Другая страна - Бернацкая Валерия Ивановна 4 стр.


 А что ты хочешь со мной сделать?

 Радость моя,  пробормотал Руфус,  я уже делаю.

И он грубо притянул ее к себе, ожидая сопротивления. Она действительно сопротивлялась, упрямо держа между ними бокал и яростно вырываясь из его объятий. Руфус выбил бокал из ее рук, тот упал, но не разбился, а покатился по балкону. Воля твоя, подумал он насмешливо, но если я тебя сейчас отпущу, ты, пожалуй, перелетишь через перила. Валяй, дерись. Мне это даже нравится. У вас ведь так принято там, на Юге?

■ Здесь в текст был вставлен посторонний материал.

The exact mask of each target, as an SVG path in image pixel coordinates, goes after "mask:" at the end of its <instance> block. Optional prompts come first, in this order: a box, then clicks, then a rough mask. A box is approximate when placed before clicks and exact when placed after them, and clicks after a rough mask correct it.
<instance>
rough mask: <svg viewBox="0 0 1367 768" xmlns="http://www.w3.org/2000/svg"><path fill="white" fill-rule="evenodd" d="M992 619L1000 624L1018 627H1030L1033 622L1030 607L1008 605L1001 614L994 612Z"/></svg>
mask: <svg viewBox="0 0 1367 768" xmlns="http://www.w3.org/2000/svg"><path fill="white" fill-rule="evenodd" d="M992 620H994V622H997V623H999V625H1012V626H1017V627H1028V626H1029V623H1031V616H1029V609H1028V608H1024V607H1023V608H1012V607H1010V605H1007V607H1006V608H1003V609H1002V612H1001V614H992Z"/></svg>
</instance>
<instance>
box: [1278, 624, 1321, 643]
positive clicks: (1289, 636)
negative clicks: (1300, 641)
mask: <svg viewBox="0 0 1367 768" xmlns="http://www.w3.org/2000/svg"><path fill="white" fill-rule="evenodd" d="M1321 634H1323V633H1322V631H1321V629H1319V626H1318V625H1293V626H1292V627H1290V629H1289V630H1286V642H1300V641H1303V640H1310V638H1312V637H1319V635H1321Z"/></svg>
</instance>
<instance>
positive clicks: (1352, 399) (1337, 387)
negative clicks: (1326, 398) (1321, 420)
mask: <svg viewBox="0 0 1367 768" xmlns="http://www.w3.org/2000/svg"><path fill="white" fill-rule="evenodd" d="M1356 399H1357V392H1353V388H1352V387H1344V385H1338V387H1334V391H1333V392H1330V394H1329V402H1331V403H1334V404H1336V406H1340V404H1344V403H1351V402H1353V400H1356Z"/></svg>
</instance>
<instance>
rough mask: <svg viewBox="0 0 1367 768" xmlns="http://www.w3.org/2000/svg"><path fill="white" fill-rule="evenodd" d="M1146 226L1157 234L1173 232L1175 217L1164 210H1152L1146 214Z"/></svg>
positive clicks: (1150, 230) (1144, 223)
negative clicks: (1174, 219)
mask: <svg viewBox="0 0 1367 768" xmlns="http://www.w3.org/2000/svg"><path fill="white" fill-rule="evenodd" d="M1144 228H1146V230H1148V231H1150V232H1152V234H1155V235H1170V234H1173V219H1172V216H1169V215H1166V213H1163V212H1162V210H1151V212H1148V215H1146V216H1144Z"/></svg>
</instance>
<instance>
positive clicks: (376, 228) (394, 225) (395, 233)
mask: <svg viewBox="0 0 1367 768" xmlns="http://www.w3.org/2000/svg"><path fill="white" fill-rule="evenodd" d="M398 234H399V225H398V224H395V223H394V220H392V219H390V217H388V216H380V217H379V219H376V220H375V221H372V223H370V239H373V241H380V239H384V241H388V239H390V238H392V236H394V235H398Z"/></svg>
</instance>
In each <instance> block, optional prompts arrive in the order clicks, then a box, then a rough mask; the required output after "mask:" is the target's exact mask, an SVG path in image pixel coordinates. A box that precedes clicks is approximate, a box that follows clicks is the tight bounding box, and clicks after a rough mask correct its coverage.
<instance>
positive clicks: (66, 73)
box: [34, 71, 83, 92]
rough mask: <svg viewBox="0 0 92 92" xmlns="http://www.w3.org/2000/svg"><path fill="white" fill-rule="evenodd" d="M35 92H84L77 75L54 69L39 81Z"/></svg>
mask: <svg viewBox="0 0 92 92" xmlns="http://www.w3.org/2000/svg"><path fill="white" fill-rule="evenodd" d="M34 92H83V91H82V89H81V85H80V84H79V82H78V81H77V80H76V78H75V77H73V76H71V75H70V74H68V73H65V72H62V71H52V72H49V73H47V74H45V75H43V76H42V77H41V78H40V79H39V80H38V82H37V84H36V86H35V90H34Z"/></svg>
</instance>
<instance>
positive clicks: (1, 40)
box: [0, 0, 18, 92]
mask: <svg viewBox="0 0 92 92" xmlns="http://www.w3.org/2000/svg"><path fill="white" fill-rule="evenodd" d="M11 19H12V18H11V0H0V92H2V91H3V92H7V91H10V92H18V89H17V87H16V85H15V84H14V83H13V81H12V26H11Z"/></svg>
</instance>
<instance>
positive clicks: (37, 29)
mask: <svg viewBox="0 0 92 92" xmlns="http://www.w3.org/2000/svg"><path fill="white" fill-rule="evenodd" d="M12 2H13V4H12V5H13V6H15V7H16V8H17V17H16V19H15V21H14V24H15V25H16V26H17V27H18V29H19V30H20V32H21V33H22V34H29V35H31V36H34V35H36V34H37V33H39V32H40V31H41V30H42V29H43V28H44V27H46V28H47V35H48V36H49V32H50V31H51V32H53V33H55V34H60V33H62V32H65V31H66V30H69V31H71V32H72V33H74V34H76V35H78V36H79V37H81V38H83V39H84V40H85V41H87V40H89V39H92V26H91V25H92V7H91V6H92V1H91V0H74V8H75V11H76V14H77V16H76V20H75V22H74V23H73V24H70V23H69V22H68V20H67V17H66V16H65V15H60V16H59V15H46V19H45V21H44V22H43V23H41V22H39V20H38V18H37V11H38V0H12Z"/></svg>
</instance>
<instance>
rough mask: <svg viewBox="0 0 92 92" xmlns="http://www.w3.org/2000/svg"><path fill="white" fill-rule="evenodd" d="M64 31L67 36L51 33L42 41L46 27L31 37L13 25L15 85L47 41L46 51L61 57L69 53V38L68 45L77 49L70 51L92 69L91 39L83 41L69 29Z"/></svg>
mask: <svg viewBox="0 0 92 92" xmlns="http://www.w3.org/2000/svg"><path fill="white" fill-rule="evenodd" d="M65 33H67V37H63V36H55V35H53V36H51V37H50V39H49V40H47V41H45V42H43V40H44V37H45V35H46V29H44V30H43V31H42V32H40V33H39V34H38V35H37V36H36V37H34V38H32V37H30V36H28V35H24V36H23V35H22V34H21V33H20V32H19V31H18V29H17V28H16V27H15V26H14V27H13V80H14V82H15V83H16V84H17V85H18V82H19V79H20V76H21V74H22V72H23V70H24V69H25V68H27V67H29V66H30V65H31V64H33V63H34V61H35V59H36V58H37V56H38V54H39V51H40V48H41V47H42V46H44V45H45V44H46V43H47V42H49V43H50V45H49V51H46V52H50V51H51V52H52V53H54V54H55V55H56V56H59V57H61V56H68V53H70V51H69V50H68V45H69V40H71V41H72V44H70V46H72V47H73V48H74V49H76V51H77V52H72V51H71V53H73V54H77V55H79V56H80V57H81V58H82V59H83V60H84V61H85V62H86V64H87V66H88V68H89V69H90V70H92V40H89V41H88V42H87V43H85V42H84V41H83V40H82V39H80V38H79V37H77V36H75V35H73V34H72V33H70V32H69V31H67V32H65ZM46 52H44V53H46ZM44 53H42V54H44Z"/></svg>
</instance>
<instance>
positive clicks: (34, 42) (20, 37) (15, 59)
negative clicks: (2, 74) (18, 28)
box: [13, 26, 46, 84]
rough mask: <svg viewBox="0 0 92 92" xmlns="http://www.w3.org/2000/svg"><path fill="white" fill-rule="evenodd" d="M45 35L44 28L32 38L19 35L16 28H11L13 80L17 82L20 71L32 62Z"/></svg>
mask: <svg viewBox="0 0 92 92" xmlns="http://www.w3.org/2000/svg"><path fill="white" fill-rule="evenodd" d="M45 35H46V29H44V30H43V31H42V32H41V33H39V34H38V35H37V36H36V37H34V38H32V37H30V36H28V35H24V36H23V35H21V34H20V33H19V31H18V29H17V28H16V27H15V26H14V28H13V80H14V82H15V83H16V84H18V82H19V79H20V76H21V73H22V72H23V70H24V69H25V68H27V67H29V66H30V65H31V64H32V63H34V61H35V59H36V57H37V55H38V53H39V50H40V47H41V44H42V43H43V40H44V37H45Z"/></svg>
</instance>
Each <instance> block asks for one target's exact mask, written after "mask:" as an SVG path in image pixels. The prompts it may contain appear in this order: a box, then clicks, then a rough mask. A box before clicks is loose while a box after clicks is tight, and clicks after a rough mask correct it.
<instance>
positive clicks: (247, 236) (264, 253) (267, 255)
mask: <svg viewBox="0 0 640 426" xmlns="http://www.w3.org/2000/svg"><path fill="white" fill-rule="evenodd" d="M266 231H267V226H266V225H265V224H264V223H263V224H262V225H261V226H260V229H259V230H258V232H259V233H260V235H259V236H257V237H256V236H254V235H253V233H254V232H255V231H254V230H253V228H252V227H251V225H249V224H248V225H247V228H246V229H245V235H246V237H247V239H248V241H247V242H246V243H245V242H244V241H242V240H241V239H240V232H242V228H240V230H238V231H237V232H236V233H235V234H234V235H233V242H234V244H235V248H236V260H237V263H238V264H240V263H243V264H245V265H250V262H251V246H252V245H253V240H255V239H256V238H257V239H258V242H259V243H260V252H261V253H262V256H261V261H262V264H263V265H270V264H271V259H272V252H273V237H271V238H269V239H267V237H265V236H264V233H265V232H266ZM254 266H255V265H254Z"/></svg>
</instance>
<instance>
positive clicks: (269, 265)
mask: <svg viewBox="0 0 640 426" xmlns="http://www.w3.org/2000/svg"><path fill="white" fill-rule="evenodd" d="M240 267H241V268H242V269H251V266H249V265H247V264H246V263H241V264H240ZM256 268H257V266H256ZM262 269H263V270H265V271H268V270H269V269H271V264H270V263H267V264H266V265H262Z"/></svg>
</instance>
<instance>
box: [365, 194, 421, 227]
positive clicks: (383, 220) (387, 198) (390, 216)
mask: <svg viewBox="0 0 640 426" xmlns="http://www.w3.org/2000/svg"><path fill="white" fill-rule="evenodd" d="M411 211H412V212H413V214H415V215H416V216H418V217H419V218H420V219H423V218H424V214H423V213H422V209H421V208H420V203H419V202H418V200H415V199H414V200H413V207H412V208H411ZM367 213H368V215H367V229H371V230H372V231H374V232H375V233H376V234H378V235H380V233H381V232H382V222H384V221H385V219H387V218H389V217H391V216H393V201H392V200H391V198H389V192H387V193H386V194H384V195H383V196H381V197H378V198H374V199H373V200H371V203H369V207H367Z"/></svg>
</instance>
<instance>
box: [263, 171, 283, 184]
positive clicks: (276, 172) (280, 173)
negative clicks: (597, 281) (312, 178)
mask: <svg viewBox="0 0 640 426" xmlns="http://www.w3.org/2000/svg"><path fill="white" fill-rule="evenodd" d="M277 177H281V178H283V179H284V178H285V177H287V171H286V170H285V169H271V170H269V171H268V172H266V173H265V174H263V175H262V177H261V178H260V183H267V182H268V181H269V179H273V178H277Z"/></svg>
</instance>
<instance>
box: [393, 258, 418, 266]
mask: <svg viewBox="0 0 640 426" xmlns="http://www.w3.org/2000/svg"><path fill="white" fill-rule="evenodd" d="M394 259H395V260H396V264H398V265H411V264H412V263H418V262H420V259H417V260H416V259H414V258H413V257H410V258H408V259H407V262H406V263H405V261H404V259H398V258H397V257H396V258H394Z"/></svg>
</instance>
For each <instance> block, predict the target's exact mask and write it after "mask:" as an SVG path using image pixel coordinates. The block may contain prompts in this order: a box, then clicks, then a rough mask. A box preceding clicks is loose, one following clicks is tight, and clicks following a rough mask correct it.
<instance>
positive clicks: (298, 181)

 Боже,  пробормотала она и заплакала. И тут же прекратила сопротивляться. Руки ее потянулись к его лицу, она ощупывала его, как слепая. Затем обвила его шею и прильнула к нему всем телом, все еще дрожа. Он покрывал мелкими поцелуями-укусами ее уши и шею, шепча:

 Плакать, радость моя, пока нет повода.

Он, конечно же, был пьян, потому и видел свои действия как бы со стороны, а еще чувствовал неожиданный прилив нежности к Леоне, теперь ему хотелось осчастливить ее своей любовью. Время, похоже, остановилось. Он ласкал ее грудь два пышных смуглых холмика, и тугие, коричневатые, миниатюрные соски играл ими, то сжимая, то покусывая, а она стонала и всхлипывала, ноги ее подкашивались. Он мягко потянул ее на пол и положил на себя, придерживая за бедра и плечи. Где-то в уголке его сознания еще всплывали образы хозяина, хозяйки, гостей, вызывая смутное беспокойство, но он понимал, что уже не в состоянии остановить охватившее их безумие. Ее пальцы расстегнули его рубашку до пояса, и нежный язык обжег шею и грудь, а он тем временем, откинув юбку, ласково водил рукой вдоль ее бедер. Так в изнеможении они, казалось, провели долгие часы, и он все время ощущал каждое мимолетное движение, каждую судорогу ее тела, отзываясь на них нервной чувственной дрожью. Потом осторожно перевернул девушку и, подмяв под себя, вошел в нее. Леона вся напряглась и затаила дыхание, на какое-то мгновение ему показалось, что она сейчас закричит. Но она только застонала и зашевелилась под ним. И тогда из самого горнила владевшего им страстного желания медленно и уверенно начал он путь домой к себе.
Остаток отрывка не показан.